# Choosing Shrimp



## micstarz (Oct 22, 2005)

Hi im new to this forum, does anyone know of a shrimp that does not need special care, is big and is hardy? (except for grass shrimp)


----------



## MyraVan (Jan 19, 2005)

Well, basically there are two types of shrimps you can get, smaller algae-eating ones, and larger filter-feeding ones. For info on all of these, check out:
http://www.azgardens.com/shrimpfactory.php
Almost all of the ones they mention are the algae-eating kind, the only filter feeder they have is the Singapore Wood Shrimp. The filter feeding ones need fine particles floating in the water, so I would say they need specialized care. Of the other ones, the Amano shrimp is the biggest, about 2" long full grown. I don't think they need much in the way of specialized care, except that they do need some iodine in the water, and they need a fair bit of calcium for their shells (the calcium can be in the water or in their food).

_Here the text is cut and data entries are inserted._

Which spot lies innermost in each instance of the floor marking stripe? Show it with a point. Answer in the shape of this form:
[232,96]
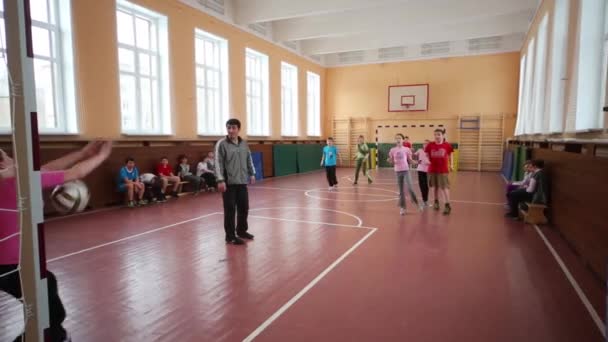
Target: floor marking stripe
[308,287]
[581,295]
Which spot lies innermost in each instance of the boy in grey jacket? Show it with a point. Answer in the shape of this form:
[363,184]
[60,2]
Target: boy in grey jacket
[233,171]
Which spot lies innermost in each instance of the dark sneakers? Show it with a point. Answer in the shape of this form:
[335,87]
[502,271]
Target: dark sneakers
[245,235]
[234,241]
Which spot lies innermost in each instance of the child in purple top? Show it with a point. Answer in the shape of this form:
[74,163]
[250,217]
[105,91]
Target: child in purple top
[73,166]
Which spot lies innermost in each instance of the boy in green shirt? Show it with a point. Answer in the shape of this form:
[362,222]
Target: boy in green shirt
[362,153]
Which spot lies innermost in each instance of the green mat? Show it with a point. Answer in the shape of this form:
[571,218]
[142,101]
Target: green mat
[285,159]
[309,157]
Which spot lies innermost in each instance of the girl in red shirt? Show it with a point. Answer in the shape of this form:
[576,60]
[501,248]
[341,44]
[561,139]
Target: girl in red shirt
[440,157]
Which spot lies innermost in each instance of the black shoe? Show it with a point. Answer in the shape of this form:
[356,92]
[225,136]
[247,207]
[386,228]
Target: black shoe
[234,241]
[245,235]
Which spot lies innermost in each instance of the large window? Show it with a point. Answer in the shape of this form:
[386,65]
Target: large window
[256,83]
[289,100]
[589,105]
[211,83]
[5,107]
[540,78]
[53,68]
[314,104]
[559,51]
[144,70]
[520,107]
[525,116]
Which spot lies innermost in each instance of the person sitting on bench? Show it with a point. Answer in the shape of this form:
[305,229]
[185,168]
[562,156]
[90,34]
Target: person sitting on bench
[163,170]
[535,192]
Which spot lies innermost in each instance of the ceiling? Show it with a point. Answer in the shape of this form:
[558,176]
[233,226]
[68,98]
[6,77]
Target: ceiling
[344,32]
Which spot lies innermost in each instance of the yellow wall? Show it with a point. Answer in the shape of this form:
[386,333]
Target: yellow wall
[97,68]
[458,86]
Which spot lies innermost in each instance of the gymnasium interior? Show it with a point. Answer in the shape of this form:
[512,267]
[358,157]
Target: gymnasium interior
[508,82]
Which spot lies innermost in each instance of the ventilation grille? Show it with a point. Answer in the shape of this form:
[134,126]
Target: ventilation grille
[291,45]
[391,53]
[259,28]
[351,57]
[601,151]
[483,44]
[435,48]
[216,6]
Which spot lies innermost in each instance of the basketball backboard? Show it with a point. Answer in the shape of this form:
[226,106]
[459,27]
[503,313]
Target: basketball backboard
[408,98]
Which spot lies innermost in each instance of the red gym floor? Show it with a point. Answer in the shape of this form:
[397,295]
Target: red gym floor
[325,266]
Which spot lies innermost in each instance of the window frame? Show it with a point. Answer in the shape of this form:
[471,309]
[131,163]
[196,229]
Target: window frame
[289,87]
[58,29]
[313,104]
[158,32]
[257,126]
[216,124]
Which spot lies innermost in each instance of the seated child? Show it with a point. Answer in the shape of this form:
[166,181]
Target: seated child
[524,182]
[153,185]
[163,170]
[535,192]
[128,183]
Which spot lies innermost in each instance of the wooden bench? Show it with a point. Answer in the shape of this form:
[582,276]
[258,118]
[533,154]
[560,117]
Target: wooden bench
[534,215]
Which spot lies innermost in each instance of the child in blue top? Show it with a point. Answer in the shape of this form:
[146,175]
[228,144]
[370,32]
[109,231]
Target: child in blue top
[329,159]
[128,181]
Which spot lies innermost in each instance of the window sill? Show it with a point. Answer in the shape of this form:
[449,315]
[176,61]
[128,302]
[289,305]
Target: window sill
[46,134]
[147,134]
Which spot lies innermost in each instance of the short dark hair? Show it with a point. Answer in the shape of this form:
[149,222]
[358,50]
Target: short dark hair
[233,122]
[538,163]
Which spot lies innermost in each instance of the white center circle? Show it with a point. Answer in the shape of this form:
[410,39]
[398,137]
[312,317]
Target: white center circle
[334,195]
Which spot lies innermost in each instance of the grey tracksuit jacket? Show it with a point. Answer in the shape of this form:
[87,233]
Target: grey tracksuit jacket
[233,163]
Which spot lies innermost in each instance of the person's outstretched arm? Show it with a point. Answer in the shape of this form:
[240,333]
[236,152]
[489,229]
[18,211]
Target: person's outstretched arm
[69,160]
[83,168]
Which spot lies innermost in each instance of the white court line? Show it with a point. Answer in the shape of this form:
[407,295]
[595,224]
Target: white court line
[88,212]
[353,193]
[276,188]
[307,288]
[473,202]
[129,237]
[581,295]
[308,194]
[359,224]
[311,222]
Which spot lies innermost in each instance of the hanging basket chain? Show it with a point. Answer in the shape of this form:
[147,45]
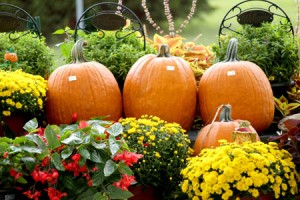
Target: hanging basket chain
[169,17]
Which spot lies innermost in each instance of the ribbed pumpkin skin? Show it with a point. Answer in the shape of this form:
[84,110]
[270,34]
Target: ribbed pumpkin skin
[210,135]
[248,92]
[150,88]
[95,92]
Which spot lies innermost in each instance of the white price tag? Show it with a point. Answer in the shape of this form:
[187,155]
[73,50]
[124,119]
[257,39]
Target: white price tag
[72,78]
[231,73]
[170,68]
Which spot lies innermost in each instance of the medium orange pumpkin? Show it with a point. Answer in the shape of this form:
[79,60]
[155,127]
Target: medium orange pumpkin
[241,84]
[86,88]
[210,134]
[161,85]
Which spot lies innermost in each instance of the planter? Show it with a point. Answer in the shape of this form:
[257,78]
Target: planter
[8,194]
[143,193]
[13,125]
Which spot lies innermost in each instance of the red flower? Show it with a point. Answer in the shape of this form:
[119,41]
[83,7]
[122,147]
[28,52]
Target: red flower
[129,158]
[31,195]
[76,157]
[125,182]
[5,154]
[54,194]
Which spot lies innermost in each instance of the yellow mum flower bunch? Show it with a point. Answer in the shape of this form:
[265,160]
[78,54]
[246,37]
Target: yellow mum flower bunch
[21,92]
[165,148]
[232,171]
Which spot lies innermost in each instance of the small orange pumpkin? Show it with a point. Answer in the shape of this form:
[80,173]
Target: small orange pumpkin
[161,85]
[88,89]
[10,56]
[243,85]
[223,129]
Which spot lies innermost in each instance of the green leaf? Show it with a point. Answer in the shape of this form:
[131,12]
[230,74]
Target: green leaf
[124,169]
[59,32]
[30,149]
[95,157]
[115,129]
[22,180]
[117,193]
[98,178]
[66,153]
[51,137]
[99,145]
[31,125]
[37,140]
[57,162]
[100,196]
[88,194]
[85,153]
[72,140]
[29,162]
[98,129]
[3,147]
[110,167]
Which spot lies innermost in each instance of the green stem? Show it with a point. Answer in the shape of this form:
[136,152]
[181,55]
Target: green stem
[77,52]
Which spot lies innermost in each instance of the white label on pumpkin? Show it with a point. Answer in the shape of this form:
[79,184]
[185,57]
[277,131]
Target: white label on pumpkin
[170,68]
[231,73]
[72,78]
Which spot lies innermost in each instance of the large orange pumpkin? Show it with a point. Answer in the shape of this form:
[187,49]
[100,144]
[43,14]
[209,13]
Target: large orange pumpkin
[86,88]
[242,84]
[161,85]
[210,134]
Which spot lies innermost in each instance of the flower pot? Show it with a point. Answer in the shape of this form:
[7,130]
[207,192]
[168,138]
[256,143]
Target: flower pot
[8,194]
[13,124]
[143,193]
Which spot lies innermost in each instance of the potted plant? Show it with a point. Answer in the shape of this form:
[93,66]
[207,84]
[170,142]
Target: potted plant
[22,96]
[237,171]
[272,47]
[165,149]
[34,56]
[88,159]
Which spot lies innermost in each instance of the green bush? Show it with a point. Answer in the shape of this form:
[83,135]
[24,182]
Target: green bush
[34,56]
[272,47]
[118,55]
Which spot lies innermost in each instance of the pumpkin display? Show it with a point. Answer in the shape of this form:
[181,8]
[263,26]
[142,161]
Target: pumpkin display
[242,84]
[223,129]
[161,85]
[88,89]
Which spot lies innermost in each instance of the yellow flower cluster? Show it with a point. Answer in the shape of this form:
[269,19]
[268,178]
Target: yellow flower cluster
[21,92]
[165,148]
[234,170]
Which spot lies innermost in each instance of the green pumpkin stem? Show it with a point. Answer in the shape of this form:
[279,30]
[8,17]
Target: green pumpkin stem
[225,115]
[164,51]
[77,52]
[232,49]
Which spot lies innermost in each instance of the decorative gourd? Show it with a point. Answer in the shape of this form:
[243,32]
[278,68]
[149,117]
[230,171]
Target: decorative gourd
[161,85]
[241,84]
[86,88]
[223,129]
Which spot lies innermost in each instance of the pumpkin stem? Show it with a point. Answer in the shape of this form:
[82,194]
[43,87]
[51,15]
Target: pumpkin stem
[164,51]
[232,49]
[77,52]
[225,115]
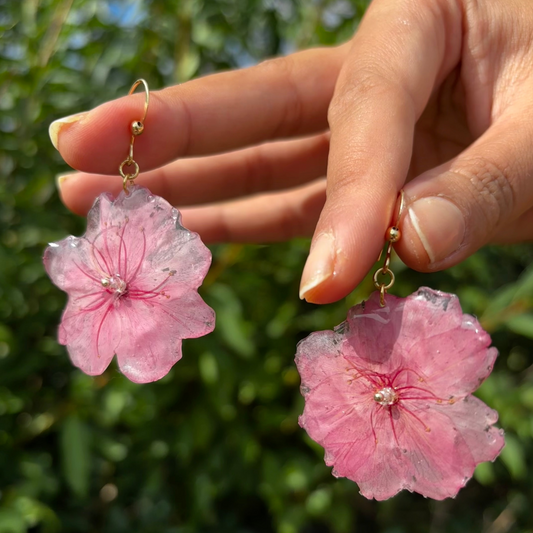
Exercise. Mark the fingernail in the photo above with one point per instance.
(61, 178)
(55, 128)
(320, 264)
(440, 226)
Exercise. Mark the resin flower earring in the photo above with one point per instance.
(132, 281)
(388, 393)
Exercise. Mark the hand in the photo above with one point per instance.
(436, 93)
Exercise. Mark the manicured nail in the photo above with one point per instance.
(61, 178)
(55, 128)
(320, 264)
(440, 226)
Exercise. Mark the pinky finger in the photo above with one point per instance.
(264, 218)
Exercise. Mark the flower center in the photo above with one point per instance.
(386, 396)
(115, 284)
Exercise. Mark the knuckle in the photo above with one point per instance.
(491, 188)
(370, 87)
(291, 112)
(258, 172)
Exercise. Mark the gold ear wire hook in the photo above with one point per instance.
(137, 127)
(393, 235)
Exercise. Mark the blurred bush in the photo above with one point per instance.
(215, 446)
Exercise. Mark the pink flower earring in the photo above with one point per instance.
(388, 393)
(132, 281)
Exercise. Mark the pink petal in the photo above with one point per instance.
(154, 239)
(69, 265)
(152, 331)
(428, 332)
(474, 420)
(91, 336)
(144, 268)
(431, 355)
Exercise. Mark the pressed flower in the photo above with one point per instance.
(132, 283)
(388, 395)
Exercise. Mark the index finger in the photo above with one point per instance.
(283, 97)
(398, 55)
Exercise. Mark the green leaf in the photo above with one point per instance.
(75, 454)
(513, 457)
(11, 522)
(521, 324)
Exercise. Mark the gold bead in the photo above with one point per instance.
(137, 127)
(393, 234)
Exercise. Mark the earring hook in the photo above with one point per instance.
(393, 235)
(137, 127)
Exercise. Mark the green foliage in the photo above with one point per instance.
(215, 446)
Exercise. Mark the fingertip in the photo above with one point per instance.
(60, 125)
(433, 231)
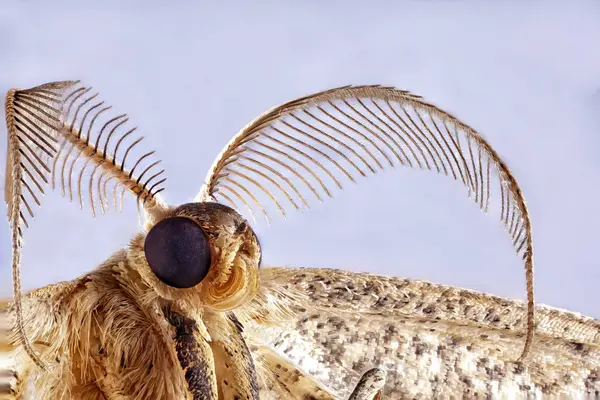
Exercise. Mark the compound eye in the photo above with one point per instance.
(178, 252)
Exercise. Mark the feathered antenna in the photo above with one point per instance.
(353, 131)
(50, 129)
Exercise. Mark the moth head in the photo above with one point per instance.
(203, 252)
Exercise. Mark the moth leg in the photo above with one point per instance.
(370, 385)
(234, 366)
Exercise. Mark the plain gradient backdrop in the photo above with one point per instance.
(526, 74)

If your fish aren't big enough to eat the Amano shirmps, they would be your best bet I think.

Er, I find that my classification "small smaller algae-eating ones, and larger filter-feeding ones" is a little too simple. There are other kinds of shrimp as well, and some of the fitler-feeding ones are small, see
http://www.petshrimp.com/shrimpspecies.html
Still all of the ones I've ever seen for sale fall into these two catergoeries.

Edit: maybe the filter feeders don't require much specialized care after all. This page
http://www.shrimpcrabsandcrayfish.co.uk/fanshrimp.htm
says they'll eat normal bottomfeeder food.


----------



## micstarz (Oct 22, 2005)

thanks, i'll go for amano shrimp then. They are scavengers right?


----------



## garfieldnfish (Jan 18, 2005)

Amano shrimp primarily eat algae but will take it in form of algae wafers or Formular II (frozen algae) as well if there is not enough algae in the tank.
Singapore Wood shrimp or Bamboo shrimp are easy to take care of (1 of them per 10 gal of water). I have 2 of them and they filter small particles out of the water but will also pick up larger ones from the gravel and off of plants. I add liquid calcium to my water because it is very soft and some idodine (I have a water purification system that takes almost all minerals out, hence I have to add some back in the tank with the shrimp), other then that I do nothing special for them. Is you use regulat tap water and is is above 7.0 in PH adding calcium may not be necessary.


----------